研究課題
基盤研究(C)
過去半世紀以上にわたり、細胞内で機能的に相互作用する分子の複合的ネットワークを構成する因子の同定(特に蛋白間相互作用)、そしてその細胞内ネットワークにより様々な状況に応答する生物学的プロセスに関わる分子メカニズムの解明が行われてきた。HaloTagNAPPA-MSは、既存技術では不可能な、in vivoサンプルの分子間相互作用のラベルフリー一斉解析技術であり、新規機器類は不必要で、既存技術の組み合わせ(HaloTag-NAPPAとMALDI-TOFMAS)で実施する。

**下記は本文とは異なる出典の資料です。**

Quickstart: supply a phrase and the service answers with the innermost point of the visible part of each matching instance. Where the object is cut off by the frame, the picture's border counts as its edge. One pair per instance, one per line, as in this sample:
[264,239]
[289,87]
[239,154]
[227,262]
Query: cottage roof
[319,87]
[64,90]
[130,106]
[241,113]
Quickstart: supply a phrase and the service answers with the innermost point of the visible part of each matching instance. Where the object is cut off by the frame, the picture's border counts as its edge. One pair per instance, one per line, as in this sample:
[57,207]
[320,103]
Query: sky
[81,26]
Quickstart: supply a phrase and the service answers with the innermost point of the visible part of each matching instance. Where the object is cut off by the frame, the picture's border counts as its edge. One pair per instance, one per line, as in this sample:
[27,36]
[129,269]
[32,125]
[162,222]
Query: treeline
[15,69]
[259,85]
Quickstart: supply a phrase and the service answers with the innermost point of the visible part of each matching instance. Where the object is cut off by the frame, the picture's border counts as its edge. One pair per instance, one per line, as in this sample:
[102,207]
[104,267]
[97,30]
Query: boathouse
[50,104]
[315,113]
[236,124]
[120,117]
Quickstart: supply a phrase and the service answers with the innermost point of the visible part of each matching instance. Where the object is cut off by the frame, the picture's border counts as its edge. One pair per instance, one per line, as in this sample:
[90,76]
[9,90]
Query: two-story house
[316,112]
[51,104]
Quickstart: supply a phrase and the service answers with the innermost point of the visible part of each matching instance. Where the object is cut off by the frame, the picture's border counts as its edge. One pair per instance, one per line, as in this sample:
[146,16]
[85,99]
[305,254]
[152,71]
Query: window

新規ラベルフリー多対多インタラクトーム技術、HaloTagNAPPA-MSを構築し、これまで不可能な細胞内分子複合体相互作用の一斉解析を行った。鋳型DNAから蛋白質発現・捕捉した固相上の蛋白質に対し、ラベルフリーなヒト培養細胞ライセートを相互作用させ、質量分析による複合体の検出を行ったところ、陽性区画と共に数百種類の新規相互作用が検出された。評価実験では36%の再現性が確認された。陽性区画との比較フィッシャー正確性検定ではP値が、0.0319となり、P(0.05)で相似した結果となり、本技術のProof of conceptとなった。
HaloTagNAPPA-MSの利用で、まだ20程度のクエリであるにも拘らず、巨大な細胞内分子複合体コミュニケーション地図が構築された。この地図はこれまでにない学術的に卓越した成果である。この技術は今後ヒト共生微生物・感染菌の分泌分子群のネットワーク地図構築にも利用され新規疾患標的因子や新規薬用成分の一斉同定を可能にすることから、社会的意義が高い。それら結果を利用した新微生物薬品・健康食品・治療法開発などの社会的インパクトが期待される。これまで得られた結果は、既存技術に対する優位性、対費用効果の高さ、などから学術的・社会的インパクトが大きい。